A produção, que envolve nomes como Chris Bender, Mike Macari e Ehren Kruger, acostumados com projetos com um foco mais adolescente, tenta direcionar a história para um ritmo mais jovial, com muito desespero e gritaria, mas acaba perdendo o cunho psicológico que poderia ser aproveitado pelo roteiro, valorizando bastante todo conteúdo. Embora seja bem produzido em muitos aspectos, trazendo efeitos superiores aos primeiros por exemplo (graças ao avanço da tecnologia), o filme acaba sendo uma avalanche de sequências duvidosas.
O roteiro, escrito a três mãos, traz o experiente Akiva Goldsman (“O Cliente”, “Uma mente brilhante”) em parceria com Jacob Estes, responsável por “Mean Creek”, e David Loucka, roteirista do bom “A última casa da rua”. Contudo, o trio não foi feliz em desenvolver um conteúdo original. Ao invés disso, o que nos é apresentado falha fortemente em segurar todos os atos da narrativa. Muito mal estruturada a história começa bem, mas do meio para o fim é só ladeira abaixo. A construção oferecida as personagens é fraca, principalmente a do deficiente visual “Burke” e o professor “Gabriel”, e alguns diálogos poderiam também ser evitados.
Com pouca experiência na direção, F. Javier Gutiérrez não consegue segurar a pressão e nos apresenta uma idealização frágil e sem nenhuma sustenção. Como o roteiro, somente no primeiro ato do filme o diretor conquista um leque de ideias mais amplas, com enquadramentos funcionais e impactantes. Depois disso, toda ideologia que estava sendo arquitetada desaparece e passamos a assistir um filme casual de terror/suspense que se apoia completamente em um som e trilha sonora exagerados para assustar o espectador.
A Fotografia de Sharone Meir (“Wiplash”) é uma das melhores partes do filme. A atmosfera criada por Meir proporciona mais claustrofobia e “terror” do que todo o conjunto da obra. Com uma paleta de cores que mistura o verde, o cinza e o preto encontramos certa obscuridade em quase todos os ambientes, mas o fotógrafo quebra com sensatez esse caminho quando revela os momentos de felicidade do casal principal, apresentado cores mais quentes que revelam a total vivacidade do lugar.
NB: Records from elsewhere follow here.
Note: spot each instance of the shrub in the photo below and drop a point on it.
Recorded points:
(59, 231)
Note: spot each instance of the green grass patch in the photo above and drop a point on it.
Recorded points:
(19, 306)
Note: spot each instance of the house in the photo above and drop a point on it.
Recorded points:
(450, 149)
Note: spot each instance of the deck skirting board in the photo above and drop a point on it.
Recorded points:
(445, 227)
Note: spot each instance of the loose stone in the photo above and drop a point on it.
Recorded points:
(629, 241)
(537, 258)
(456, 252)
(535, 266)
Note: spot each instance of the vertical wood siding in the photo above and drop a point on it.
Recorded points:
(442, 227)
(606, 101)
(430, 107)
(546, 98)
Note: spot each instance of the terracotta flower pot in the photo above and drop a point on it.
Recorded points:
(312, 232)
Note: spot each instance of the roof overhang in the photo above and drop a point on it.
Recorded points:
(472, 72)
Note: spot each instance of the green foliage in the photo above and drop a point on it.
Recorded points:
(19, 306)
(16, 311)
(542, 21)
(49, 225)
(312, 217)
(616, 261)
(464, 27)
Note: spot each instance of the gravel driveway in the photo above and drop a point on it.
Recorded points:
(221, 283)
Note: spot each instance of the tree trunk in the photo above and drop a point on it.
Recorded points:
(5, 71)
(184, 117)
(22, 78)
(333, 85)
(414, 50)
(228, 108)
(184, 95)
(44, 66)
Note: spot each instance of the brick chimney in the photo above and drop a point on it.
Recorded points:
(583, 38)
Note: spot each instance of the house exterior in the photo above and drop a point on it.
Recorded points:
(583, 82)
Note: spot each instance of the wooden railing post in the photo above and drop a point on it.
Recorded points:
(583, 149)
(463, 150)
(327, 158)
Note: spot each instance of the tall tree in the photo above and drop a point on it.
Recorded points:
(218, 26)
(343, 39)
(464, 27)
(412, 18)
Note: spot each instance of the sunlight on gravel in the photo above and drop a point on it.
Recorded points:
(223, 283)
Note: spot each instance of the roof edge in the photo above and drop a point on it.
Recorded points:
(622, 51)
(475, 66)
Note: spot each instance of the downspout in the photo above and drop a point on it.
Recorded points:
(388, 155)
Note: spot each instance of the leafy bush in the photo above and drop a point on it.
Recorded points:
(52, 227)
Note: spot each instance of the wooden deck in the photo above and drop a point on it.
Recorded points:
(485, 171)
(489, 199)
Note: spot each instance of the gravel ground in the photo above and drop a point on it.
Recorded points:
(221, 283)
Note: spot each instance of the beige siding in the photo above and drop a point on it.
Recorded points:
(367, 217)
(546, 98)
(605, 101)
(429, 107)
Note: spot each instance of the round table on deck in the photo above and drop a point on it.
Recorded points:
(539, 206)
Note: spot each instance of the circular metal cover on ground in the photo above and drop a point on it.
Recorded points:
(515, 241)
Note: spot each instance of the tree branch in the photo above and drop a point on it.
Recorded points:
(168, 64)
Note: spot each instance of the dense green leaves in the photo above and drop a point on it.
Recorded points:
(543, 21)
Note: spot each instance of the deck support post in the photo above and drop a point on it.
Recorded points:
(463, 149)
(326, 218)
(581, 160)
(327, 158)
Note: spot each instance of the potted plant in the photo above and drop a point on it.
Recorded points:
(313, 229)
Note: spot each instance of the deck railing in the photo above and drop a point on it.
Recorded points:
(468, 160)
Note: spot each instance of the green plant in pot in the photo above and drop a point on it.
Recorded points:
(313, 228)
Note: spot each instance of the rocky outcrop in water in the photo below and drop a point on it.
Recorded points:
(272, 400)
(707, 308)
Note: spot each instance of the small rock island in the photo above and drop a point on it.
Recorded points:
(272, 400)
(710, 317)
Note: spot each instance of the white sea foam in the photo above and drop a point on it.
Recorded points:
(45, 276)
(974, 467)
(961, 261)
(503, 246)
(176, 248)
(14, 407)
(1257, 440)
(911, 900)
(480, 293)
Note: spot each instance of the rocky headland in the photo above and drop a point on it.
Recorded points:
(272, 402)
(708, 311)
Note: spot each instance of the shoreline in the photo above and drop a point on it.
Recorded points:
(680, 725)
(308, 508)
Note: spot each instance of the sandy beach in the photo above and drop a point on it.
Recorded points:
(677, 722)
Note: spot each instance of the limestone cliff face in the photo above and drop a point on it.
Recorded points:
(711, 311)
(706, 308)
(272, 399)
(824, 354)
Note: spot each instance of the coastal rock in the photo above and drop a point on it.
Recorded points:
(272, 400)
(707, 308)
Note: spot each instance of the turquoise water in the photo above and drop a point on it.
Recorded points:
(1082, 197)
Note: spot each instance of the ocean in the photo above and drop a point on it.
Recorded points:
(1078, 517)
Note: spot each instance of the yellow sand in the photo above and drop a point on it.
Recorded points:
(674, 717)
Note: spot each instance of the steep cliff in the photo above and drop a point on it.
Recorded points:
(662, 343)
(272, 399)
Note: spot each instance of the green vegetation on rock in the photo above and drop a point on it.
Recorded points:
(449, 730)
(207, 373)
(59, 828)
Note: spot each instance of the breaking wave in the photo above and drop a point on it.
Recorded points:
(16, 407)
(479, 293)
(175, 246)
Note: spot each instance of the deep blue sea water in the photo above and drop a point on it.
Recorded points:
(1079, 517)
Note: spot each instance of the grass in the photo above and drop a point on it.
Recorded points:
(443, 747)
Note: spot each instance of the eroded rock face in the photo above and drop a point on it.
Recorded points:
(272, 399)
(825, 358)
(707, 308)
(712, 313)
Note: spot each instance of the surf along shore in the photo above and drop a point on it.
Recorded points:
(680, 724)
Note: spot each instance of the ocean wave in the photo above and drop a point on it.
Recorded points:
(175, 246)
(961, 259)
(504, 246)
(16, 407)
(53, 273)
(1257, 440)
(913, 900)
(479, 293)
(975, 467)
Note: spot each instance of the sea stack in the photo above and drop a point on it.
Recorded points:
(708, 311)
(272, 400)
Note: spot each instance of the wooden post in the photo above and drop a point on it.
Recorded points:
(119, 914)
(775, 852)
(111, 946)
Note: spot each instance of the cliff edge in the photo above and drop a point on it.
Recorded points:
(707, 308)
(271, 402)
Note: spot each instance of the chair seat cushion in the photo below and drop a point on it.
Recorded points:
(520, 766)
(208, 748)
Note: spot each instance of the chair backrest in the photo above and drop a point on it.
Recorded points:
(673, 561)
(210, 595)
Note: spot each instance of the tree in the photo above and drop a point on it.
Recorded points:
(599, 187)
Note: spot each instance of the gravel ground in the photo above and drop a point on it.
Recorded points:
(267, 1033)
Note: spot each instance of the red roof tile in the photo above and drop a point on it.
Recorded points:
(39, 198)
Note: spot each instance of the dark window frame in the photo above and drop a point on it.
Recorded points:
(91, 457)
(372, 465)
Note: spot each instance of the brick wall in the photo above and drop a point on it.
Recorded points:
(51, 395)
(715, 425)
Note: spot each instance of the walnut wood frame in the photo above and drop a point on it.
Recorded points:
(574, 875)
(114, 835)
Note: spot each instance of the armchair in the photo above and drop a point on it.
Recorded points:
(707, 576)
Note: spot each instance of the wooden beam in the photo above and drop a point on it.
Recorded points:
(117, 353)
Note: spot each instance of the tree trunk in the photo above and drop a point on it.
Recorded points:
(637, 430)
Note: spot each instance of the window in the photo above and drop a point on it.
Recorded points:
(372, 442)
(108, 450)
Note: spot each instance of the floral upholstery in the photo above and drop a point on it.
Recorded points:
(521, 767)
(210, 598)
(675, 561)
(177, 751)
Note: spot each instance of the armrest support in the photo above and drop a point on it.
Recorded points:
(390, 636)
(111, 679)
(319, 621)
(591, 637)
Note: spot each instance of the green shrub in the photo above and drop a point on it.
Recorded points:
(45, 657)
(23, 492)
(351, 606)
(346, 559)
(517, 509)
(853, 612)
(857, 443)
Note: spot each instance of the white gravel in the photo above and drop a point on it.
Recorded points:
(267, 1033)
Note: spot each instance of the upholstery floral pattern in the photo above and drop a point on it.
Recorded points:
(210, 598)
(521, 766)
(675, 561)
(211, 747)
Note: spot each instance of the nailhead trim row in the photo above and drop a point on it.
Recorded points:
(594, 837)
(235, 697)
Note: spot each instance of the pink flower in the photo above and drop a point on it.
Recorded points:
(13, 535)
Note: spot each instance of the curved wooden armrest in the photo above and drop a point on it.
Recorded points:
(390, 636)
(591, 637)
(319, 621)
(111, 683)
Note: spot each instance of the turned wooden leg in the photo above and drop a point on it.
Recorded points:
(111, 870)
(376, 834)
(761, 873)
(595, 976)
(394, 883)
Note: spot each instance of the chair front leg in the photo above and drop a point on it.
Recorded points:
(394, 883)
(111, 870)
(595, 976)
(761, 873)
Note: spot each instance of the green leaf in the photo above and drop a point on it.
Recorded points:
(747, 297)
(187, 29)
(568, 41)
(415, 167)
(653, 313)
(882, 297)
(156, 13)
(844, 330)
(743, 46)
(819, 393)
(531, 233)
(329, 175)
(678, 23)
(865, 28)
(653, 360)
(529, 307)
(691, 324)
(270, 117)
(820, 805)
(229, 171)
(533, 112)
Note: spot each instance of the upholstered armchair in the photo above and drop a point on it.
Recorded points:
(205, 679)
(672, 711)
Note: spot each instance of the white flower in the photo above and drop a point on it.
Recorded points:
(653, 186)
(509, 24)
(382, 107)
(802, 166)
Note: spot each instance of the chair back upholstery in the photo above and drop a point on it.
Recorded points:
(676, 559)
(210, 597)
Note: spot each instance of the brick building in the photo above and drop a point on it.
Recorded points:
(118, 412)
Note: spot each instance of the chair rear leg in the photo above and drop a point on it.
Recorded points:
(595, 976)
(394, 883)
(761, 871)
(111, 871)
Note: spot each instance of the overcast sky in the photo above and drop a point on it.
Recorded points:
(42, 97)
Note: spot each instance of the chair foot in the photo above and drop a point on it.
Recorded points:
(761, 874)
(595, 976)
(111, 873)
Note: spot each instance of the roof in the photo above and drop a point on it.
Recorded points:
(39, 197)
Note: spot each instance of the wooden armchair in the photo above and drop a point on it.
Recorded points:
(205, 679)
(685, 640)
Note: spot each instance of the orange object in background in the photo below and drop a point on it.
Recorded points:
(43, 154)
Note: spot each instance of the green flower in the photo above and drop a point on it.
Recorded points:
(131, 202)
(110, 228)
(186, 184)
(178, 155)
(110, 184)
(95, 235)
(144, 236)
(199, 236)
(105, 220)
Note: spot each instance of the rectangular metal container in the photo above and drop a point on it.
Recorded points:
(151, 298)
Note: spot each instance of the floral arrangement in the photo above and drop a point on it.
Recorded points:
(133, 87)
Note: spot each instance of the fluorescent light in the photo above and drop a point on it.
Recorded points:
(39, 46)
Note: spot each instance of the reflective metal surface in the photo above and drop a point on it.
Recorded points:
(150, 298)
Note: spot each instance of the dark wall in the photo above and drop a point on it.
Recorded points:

O Figurino de Christopher Peterson, experiente assistente de figurino de produções de sucesso como “O Lobo de Wall Street” e “Carol”, também segue a mesma direção da fotografia e acerta em cheio em algo mais despojado, sóbrio. Já a direção de arte de Naaman Marshall, que foi responsável pelos últimos dois filmes do “Batman” da trilogia de Christopher Nolan, faz diferença ao nos proporcionar um serviço muito bem realizado, capaz de dialogar e ajudar bastante no desenvolvimento de toda fotografia do filme.
Entre todos do elenco, o melhor desempenho é da italiana Matilda Anna Ingrid Lutz, que começou a dar as caras recentemente em Hollywood e no filme vive Julia. Sua atuação está acima do próprio roteiro e ela consegue superar os direcionamentos dados a sua personagem. Algo que não encontramos no ator Alex Roe, que interpreta Holt e nos oferece uma atuação forçada e desinteressante. O ótimo Johnny Galecki também não se encontrou no papel de Gabriel, bem como Vincent D’Onofrio na pele de Burke. Ambos estão perdidos em suas cenas, realizando interpretações caricatas marcadas por excessivos gestos psicológicos.
Por fim, “O Chamado 3” pode até divertir quem não conhece muito bem a franquia ao oferecer a possibilidade de assisti-lo sem ter acompanhado os dois primeiros filmes. Todavia, não passa de um filme comum de terror, sem nenhuma inovação. Só esperamos que a continuação seja melhor desenvolvida, do contrário a solução é queimar de vez a fita.